Now that is a happy bass!


----------



## Shortdrift (Apr 5, 2004)

Happy to see that that fisherman are starting to realize that holding the bass by the jaw in a horizontal position without body supprt can and often does serious damage to the fish. The small bass fall into the same consideration as the larher ones as their jaw structure is proportionate to their size. Large/long fish like Northerns and Musky should be left in the water in a large net or sling as their spine and internal organs can be damaged by hanging them vertical or holding them horizontal in a swayback position.

I am really bothered by the TV persoality's holding the exhausted fish out of the water for a protracted period of time while they 9TV personality) have dieraahea of the mouth.


----------



## FutureClassicChamp (Jan 16, 2006)

unless youre dealing with a monster, i dont believe it to be an issue. i think the 20lbs of force you use in a hookset is much more stressful on their jaw than lipping them for 40 seconds to get the hook out and take a picture.


----------



## Hoss5355 (Apr 9, 2004)

But how happy was that bass.?.?  

Where's your thumb Rooster...  

J/K man, nice bass....and I hold em the same way...


----------



## Master Angler (May 26, 2004)

Rooster's pic shows the best way to hold a bass for a pic. Unsupported horizontal is just as bad a vertical. notice his pic has elbows in and the fish about 1' away from the body and it is framed properly with the fish in dead center and his head is cut off and the bass' mouth is jacked wide open.
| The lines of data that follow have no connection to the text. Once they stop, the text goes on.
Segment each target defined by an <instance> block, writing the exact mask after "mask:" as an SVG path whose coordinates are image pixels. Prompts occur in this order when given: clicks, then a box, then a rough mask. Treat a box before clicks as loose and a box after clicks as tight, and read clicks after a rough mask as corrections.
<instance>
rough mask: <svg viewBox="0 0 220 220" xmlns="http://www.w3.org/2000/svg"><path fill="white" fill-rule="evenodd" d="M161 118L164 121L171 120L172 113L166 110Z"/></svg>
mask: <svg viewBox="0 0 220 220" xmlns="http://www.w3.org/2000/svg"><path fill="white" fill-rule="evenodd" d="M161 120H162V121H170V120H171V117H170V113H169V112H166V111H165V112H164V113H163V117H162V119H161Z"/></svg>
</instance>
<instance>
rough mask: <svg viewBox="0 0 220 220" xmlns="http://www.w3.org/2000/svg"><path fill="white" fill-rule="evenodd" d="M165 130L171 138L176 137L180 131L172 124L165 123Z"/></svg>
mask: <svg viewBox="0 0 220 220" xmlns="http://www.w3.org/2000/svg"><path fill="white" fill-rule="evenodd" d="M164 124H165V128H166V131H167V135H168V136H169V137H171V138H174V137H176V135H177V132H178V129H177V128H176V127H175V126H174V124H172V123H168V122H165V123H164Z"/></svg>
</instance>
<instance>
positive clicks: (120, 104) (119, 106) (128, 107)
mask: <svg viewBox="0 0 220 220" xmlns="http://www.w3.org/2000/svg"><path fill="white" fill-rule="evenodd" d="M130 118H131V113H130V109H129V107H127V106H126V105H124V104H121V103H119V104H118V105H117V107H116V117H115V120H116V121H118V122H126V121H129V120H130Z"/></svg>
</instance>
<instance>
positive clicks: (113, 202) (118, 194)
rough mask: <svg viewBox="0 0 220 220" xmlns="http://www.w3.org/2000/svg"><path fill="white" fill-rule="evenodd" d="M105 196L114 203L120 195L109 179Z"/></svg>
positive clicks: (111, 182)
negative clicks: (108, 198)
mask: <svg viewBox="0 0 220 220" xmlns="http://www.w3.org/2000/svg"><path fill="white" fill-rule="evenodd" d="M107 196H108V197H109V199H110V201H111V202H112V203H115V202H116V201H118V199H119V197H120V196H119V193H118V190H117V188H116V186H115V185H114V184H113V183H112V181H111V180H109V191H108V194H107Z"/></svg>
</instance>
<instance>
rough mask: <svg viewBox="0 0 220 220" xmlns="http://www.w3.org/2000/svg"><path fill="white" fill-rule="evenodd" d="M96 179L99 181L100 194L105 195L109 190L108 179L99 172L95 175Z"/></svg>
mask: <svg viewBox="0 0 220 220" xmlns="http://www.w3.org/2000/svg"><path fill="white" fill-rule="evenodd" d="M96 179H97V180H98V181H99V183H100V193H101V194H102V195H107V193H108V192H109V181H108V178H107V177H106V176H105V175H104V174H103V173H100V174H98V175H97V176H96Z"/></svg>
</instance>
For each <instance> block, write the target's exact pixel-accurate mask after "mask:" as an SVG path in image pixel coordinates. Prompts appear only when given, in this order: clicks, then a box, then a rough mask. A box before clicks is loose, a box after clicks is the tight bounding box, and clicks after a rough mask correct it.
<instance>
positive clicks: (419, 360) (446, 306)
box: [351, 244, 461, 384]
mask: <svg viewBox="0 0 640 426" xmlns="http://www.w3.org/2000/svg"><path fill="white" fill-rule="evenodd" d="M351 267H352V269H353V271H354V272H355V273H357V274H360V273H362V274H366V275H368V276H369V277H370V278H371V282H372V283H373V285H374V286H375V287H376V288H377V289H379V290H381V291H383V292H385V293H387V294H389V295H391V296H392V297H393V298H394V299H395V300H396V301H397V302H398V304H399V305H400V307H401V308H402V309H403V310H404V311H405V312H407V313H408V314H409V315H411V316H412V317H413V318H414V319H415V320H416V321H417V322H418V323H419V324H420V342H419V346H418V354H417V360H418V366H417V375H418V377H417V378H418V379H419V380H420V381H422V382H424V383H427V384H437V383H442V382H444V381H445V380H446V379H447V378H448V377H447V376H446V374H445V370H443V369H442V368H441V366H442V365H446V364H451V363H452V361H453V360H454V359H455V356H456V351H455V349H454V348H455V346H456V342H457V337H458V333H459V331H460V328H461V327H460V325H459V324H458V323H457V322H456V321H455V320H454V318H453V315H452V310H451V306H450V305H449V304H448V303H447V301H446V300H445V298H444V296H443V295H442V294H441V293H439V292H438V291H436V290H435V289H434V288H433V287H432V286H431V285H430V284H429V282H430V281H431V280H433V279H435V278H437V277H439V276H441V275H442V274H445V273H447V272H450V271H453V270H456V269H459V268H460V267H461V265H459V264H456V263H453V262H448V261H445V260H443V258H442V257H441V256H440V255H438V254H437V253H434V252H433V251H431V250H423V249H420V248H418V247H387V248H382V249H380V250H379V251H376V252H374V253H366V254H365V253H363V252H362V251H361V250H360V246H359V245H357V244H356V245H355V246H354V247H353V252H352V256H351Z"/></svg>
If you wet your hand before handling there is little danger of loss of slimecoat. If have seen lots of bass w/ black handprints on them from lack of hand wetting.


----------



## Fish4Food (Mar 20, 2006)

Good to know rooster has perfect bass handling form... keep up the good work man, nice fish


----------



## Hawghooker (Apr 14, 2004)

what i have heard, and actually tried and its true, is to hold the bass w/ one hand under the middle of the belly. not only does it prevent injury to the jaw, but they also remain still so you can get the hook out quick and painless for them then get a quick pic and back in the water.


----------



## mojo (Apr 12, 2004)

I've never thought it was bad to hold a bass totally vertical by the lip. I always thought it was better than touching the body to hold it horizontally. I never ry to turn the head horizonal though. It seems people especially like to do that with crappie, which seem much more fragile than bass. Has anyone actually read where a total vertical lip hold is bad?


----------



## midnight (Jul 12, 2004)

as f4f said im always learning something from this site.what about when your fishing alone.i always take a camara with me,not much choice on how to hold them to take a pic.


----------



## Big Joshy (Apr 26, 2004)

This would be a good example of the wrong way


----------



## BornToFish (Aug 22, 2005)

There has been much information out there about the proper handling of fish, but many don't ever take it seriously. A completely vertical position is fine, but the example above is obviously wrong. It's also not a good thing to grab your tournament catch (Ike), and run down to the crowd for 5 minutes, shaking, and throwing your fish around. The horizontal method is the best, with support under the belly. The slimecoat thing is a little overrated, it's not that easy to remove the slimecoat.>BornToFish


----------



## peple of the perch (Sep 13, 2004)

u arent expose to hold tghe bass horizontal with one hand unless the fish is under 2 ld because it will hurt there jaw


----------



## billybob7059 (Mar 27, 2005)

this is some good info to have. I am like most and always lip bass. I however don't really support thier weight. now after seening this I'll be shure to do so.


----------



## peple of the perch (Sep 13, 2004)

i agree this is a good topic.i have never held a bass that way. also do not stick ur finger down a sheepheads or a carps mouth to get out a hook. they have crushers that r made for crushing crayfish and other hard things and it herts. im just board i dont even know y i am typing this i just thought of it lol


----------



## crawdiddy (Apr 10, 2006)

if I was fishing alone and had a digital camera to take pictures I would do the following. I would take a picture of the fish while lipping it in the vertical position. You can practice at home using a book (or anything of about the size of the fish you will catch) and your camera to see what zoom settings and where to hold the camera and fish, etc. Once you got this down you should be able to get a good pic on your first shot. If the fish is a toothy critter or carp or catfish, etc and you want a picture just take one with the fish in your boat, the grass, or whatever and get it back in the water quickly. I'm glad I posted this bc the picure shown of "bad form" is like most of the pics I've been seen on here. Also someone mentioned 2 lbs and less is ok to hold horizontally. I don't agree with this. If its true (which it may be) its assuming perfect form (no twisting forces put on fish). To be safe I hold vertically or horizontally with 2nd hand support. Thanks for all the input on this.


----------